|
Learning to Remember, Learn, and Forget in Attention-Based Models |
Soundness: 2: fair
Presentation: 2: fair
Contribution: 2: fair
Rating: 4: marginally below the acceptance threshold
Confidence: 4: You are confident in your assessment, but not absolutely certain. It is unlikely, but not impossible, that you did not understand some parts of the submission or that you are unfamiliar with some pieces of related work. |
The paper proposes Palimpsa, a dual‑state, fixed‑memory token mixer that casts self‑attention as online Bayesian inference with metaplasticity. Concretely, it maintains a per‑state Gaussian posterior over the attention memory with a diagonal precision vector I_t, yielding closed‑form, per‑token updates that gate input, stability, and forgetting; forgetting is tied to input, so no forgetting results in no input. The authors argue this framework unifies several gated models and show Mamba2 as an asymptotic special case under strong forgetting.
1. Principled derivation. The free‑energy view leads to exact, closed‑form update rules (Eq. 3) for both the mean and the per‑synapse importance, providing a clean, test‑time learning interpretation of attention that goes beyond heuristic gating.
2. Unifying lens on gated models. Table 1 methodically maps several models into the same objective, and shows Mamba2 as a limiting case. This is an interesting contribution.
1. Scaling story is mixed. At 760M, Palimpsa underperforms Gated DeltaNet on the averaged suite, weakening the claim that metaplastic updates are broadly advantageous; an analysis isolating why performance flips with scale is needed.
2. Fairness of comparisons needs tightening. Table 5 shows Palimpsa uses more layers yet half state size to keep state budgets comparable. Please provide compute‑matched and parameter‑matched comparisons (same layers/expansions).
3. Limited long‑context evaluation. Claims about a tunable memory horizon would be more convincing with established long‑range tasks.
4. There is a lack of discussion on TTT/Titans models. The emperical baselines are borrowed from Titans, so why these baselines are missing?
See weaknesses, |
Moderately AI-edited |
|
Learning to Remember, Learn, and Forget in Attention-Based Models |
Soundness: 2: fair
Presentation: 2: fair
Contribution: 2: fair
Rating: 4: marginally below the acceptance threshold
Confidence: 3: You are fairly confident in your assessment. It is possible that you did not understand some parts of the submission or that you are unfamiliar with some pieces of related work. Math/other details were not carefully checked. |
The paper introduces Palimpsa, a new attention mechanism that treats memory updates as Bayesian inference. Inspired by metaplasticity in neuroscience, Palimpsa maintains both a memory mean and an uncertainty parameter for each attention state. The paper hypothesizes that this allows the model to adaptively balance learning new information, retaining important past content, and forgetting outdated inputs. The authors derive closed-form update rules from a variational free-energy objective, unifying prior models like Mamba2 and MesaNet as special cases in this framework. Experiments on synthetic memory benchmarks and language tasks show that Palimpsa achieves comparable performance to previous baselines.

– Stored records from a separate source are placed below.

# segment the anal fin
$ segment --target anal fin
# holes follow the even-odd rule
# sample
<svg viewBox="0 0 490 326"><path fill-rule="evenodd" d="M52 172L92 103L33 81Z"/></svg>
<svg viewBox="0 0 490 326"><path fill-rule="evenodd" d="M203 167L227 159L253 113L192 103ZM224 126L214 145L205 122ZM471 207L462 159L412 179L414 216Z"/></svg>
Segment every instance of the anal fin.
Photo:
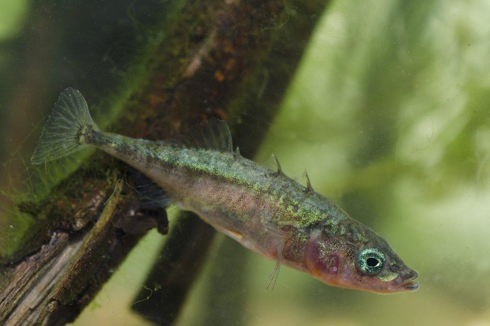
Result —
<svg viewBox="0 0 490 326"><path fill-rule="evenodd" d="M274 266L274 268L267 278L267 280L266 281L266 288L271 288L272 290L274 289L276 285L276 281L279 275L279 269L281 268L281 261L283 258L284 246L289 237L289 234L271 223L266 223L266 228L270 237L272 246L276 249L277 254L276 266Z"/></svg>

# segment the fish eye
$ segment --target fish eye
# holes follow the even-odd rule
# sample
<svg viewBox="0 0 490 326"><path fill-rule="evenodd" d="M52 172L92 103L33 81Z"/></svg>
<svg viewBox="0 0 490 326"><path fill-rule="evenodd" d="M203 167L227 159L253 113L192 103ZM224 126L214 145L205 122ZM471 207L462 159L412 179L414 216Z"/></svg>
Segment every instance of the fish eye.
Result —
<svg viewBox="0 0 490 326"><path fill-rule="evenodd" d="M357 256L357 265L366 274L377 274L385 267L385 254L375 248L361 250Z"/></svg>

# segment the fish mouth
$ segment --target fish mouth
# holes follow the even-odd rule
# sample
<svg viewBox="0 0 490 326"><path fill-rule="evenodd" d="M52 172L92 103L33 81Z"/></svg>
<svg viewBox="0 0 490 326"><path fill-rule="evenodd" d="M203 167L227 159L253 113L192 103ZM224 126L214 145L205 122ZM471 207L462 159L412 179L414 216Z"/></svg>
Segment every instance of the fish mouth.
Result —
<svg viewBox="0 0 490 326"><path fill-rule="evenodd" d="M390 289L393 292L416 291L419 288L419 283L414 282L414 280L418 277L418 273L414 270L402 274L395 279L392 286L390 287Z"/></svg>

The main strength is that the paper provides a compelling Bayesian reinterpretation of attention and state-space models, showing that many recent architectures (e.g., Gated DeltaNet, Mamba2, MesaNet) can be viewed as special cases of a single variational inference framework. This theoretical unification helps clarify connections between disparate model classes and gives principled meaning to heuristic gating mechanisms used in prior work.
1. Some parts of the paper are not well-presented. In Section 2.2, β is not defined until several paragraphs later and initially reads as if it comes directly from the input. The notation of placing diag(β) in a subscript is also unfamiliar to me and likely to other readers. It was not immediately clear why or how we aim to maximize the objective on line 245 — if I understand correctly, the goal is to update S to accommodate the new key–value pair (k, v). On line 265, what is x and how is it linked to k and v? The variational approximation introduced on line 273 also lacks context; at minimum, the authors should mention that p is intractable. I suggest clarifying these points, as they appear to form the core of the proposed method.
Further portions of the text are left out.